Likud members were to vote yesterday in primary elections to choose a list of candidates for the March 28 elections, with polls showing them losing more than half their strength from last time -- when Sharon was their leader. The same polls show Sharon's new party, Kadima, maintaining a huge lead despite, or perhaps because of, his illness.
Sharon's successor as Likud leader, ex-premier Benjamin Netanyahu, ordered his party's Cabinet ministers to quit yesterday. But Israeli media reported that the four ministers would ignore the order, plunging the hardline movement, already reeling from Sharon's defection, into further disarray.
Uncertainty over Sharon's condition clouded Kadima campaign plans. Doctors said it would be days, perhaps weeks, before a full picture of the damage from Sharon's stroke would be clear. He showed slight progress on Wednesday, but his doctors warned that neurological cases are slow to develop, measuring progress in weeks and months.
Sharon's closest ally, Ehud Olmert, has taken over as acting prime minister, but if Sharon is ruled permanently incapacitated, the Cabinet would have to pick a replacement until the election -- probably Olmert.
Since Sharon's stroke, Olmert has worked to project an air of stability, holding Cabinet meetings and assuring the country that the government was continuing to function. He spoke with Russian Foreign Minister Sergey Lavrov on Wednesday and gave him an update on Sharon's condition.
Olmert had previously been seen as an unlikely candidate for prime minister, but his calm stewardship of the crisis has turned him into the clear frontrunner in the election.
A poll for Channel 10 TV and the Haaretz daily projected that an Olmert-headed Kadima would win 44 of 120 seats, virtually assuring it would lead the next government.
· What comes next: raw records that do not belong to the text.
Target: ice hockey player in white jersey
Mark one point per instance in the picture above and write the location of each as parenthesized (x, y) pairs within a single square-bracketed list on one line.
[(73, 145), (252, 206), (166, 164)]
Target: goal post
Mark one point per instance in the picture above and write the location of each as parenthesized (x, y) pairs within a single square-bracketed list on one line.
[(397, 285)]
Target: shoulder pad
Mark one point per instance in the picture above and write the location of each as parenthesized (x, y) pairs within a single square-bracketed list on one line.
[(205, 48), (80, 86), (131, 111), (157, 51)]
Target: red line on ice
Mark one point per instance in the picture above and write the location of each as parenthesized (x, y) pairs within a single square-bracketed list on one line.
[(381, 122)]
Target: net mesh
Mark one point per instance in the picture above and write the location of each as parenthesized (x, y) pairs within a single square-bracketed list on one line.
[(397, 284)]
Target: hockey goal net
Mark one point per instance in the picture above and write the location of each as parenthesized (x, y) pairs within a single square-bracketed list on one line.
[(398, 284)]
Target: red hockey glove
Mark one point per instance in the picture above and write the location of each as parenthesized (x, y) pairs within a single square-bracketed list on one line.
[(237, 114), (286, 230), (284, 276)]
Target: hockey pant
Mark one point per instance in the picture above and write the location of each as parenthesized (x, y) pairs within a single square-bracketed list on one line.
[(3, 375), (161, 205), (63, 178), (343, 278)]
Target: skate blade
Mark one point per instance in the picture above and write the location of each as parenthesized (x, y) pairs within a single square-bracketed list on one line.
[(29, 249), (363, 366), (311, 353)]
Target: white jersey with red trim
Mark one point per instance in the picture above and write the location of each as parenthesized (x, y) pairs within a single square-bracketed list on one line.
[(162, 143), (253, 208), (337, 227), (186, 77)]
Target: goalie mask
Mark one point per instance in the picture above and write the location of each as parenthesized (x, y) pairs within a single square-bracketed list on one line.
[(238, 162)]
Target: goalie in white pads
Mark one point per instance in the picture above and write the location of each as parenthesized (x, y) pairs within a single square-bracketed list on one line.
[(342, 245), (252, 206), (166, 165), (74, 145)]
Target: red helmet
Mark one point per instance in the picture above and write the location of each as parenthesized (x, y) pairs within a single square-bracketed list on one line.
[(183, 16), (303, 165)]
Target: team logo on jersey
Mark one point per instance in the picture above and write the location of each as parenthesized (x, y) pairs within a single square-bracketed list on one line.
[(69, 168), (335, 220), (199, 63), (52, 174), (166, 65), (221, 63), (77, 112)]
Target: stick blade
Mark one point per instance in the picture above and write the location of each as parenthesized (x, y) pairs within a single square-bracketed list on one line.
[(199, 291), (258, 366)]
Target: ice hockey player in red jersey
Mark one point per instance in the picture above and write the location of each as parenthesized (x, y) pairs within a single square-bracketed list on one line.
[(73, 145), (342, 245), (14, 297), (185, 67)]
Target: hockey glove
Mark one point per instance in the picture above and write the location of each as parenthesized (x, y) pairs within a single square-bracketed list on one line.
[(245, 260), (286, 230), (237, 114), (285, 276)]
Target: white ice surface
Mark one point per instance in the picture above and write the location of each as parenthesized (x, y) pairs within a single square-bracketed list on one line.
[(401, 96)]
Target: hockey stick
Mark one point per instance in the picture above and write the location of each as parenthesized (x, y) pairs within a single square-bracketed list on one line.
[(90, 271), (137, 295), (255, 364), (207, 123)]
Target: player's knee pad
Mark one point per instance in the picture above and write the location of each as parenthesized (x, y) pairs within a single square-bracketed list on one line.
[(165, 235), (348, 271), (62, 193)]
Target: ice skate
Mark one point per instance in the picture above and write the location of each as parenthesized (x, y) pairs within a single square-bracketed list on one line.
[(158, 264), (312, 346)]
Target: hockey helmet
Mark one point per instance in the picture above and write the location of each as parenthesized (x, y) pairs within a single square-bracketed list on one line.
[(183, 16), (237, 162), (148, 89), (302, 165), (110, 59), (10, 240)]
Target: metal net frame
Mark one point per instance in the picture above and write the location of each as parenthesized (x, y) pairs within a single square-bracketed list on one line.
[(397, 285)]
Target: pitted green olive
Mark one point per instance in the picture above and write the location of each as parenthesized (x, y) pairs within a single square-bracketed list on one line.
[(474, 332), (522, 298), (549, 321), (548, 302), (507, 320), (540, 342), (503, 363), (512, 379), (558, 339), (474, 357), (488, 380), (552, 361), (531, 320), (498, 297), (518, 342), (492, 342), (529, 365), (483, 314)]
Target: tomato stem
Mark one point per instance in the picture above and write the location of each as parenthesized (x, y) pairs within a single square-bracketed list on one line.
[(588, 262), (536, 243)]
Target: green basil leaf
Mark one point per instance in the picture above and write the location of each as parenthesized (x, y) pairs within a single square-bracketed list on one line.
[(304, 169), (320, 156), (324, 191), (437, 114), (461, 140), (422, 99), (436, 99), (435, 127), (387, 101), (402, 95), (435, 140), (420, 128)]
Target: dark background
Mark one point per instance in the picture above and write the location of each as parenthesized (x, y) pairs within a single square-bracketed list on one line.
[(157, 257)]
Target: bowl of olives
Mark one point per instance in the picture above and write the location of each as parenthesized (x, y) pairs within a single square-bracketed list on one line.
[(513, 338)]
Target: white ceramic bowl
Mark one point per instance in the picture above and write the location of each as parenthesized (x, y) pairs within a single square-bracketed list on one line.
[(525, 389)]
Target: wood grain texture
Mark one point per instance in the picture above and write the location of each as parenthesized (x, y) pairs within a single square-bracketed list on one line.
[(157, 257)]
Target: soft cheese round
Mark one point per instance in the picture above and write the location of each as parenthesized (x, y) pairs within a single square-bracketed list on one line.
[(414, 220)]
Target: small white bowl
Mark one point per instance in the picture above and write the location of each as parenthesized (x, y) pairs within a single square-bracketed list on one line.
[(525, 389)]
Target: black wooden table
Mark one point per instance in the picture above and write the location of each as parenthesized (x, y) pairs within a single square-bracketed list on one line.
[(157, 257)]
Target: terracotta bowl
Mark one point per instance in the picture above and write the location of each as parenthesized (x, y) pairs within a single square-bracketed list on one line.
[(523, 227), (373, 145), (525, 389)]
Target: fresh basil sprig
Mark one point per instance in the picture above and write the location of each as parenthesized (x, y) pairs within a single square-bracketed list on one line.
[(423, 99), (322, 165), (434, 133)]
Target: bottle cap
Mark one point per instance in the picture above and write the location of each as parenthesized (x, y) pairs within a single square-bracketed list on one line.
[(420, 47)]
Likud and the dovish Labor trailed with about 15 seats each. Pollsters questioned 640 voters but did not give a margin of error.
Kadima politicians cautioned against reading too much into the poll.
"We know about the limitations of these polls," Kadima lawmaker Haim Ramon told Israel TV. "This just says that it depends on what we do. This week we acted well."
Experts said the results might reflect sympathy for Sharon's plight and might not hold.
Sharon formed the party late last year, bolting Likud after many of its lawmakers tried to torpedo his plan to withdraw from the Gaza Strip. Though many experienced politicians joined the centrist Kadima, it was largely seen as a one-man show.
Sharon had not yet drawn up the party's election list -- a difficult and often divisive process -- when he suffered his stroke.
On Wednesday, some Kadima officials discussed running Sharon symbolically in the top position on the list, but making Olmert their candidate for prime minister.
"Let's say that [Sharon] has serious physical limitations, but in all other capacities he functions. There is no one better than him for the first place," Ramon said.